Kolumne

Das Glück, ein Mensch zu sein

Was haben ein Plüschhund, gezeichnete Porträts und Briefe gemeinsam? In seiner Kolumne geht Fred Grimm auf die Suche nach den kleinen unerwarteten Momenten im Leben.

Wo ist Ruff Ruff? WO IST RUFF RUFF??? Die kleine Juniper, gerade mal zwei Jahre alt und frisch zurück aus dem Urlaub, war verzweifelt. Ihr kleiner, schon reichlich abgeliebter Plüschhund musste doch irgendwo sein, aber wo? Nach stundenlanger Suche kamen die Eltern auf die Idee, in dem Hotel anzurufen, wo die Familie ihre Ferien verbracht hatte. Drei Tage später kam ein Paket.

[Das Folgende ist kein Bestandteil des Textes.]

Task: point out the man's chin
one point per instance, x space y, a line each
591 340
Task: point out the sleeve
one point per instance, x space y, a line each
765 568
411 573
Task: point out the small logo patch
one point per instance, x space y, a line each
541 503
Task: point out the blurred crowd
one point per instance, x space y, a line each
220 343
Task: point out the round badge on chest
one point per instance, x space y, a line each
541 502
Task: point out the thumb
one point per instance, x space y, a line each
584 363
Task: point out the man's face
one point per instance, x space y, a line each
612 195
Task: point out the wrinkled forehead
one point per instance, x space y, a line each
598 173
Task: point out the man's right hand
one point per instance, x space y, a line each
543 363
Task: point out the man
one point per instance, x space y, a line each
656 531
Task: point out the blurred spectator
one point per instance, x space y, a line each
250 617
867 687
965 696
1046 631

Darin lagen Schokoladenkekse und Fotos, die Ruff Ruff zeigten: mit Sonnenbrille am Pool, am Telefon in der Rezeption, beim Fernsehen im frisch gemachten Hotelbett. Natürlich war auch der Plüschhund selbst mit dabei, dazu ein kleiner Brief: „Liebe Juniper! Danke, dass wir uns Ruff Ruff einen Tag lang ausleihen durften. Wie Du an den Fotos siehst, war er uns hier im Hotel eine große Hilfe!“

Portraits für Helden

Eines Abends stieß der Videospiel-Entwickler Steve Derrick auf den Instagram-Account frontlineheroes, der Krankenschwestern, -pfleger und Ärzte würdigte, die während der Coronakrise Übermenschliches leisten müssen. Derrick schaute in unzählige müde, abgekämpfte Gesichter, in den Blicken eine Mischung aus Überforderung und Stolz. Ab und an waren auch Tränen dabei. Derrick holte Palette und Farben heraus und begann, die Digitalfotos akribisch genau abzumalen. Als er einige Portraits beisammen hatte, kontaktierte er die Gemalten über die Sozialen Medien und fragte, ob er ihnen die Bilder kostenlos schicken dürfe. Inzwischen hat Steve Derrick über 100 dieser Coronahelden beschenkt. Eine Krankenschwester schrieb zurück, das Portrait sei „das Schönste, was ihr im Leben passiert ist“.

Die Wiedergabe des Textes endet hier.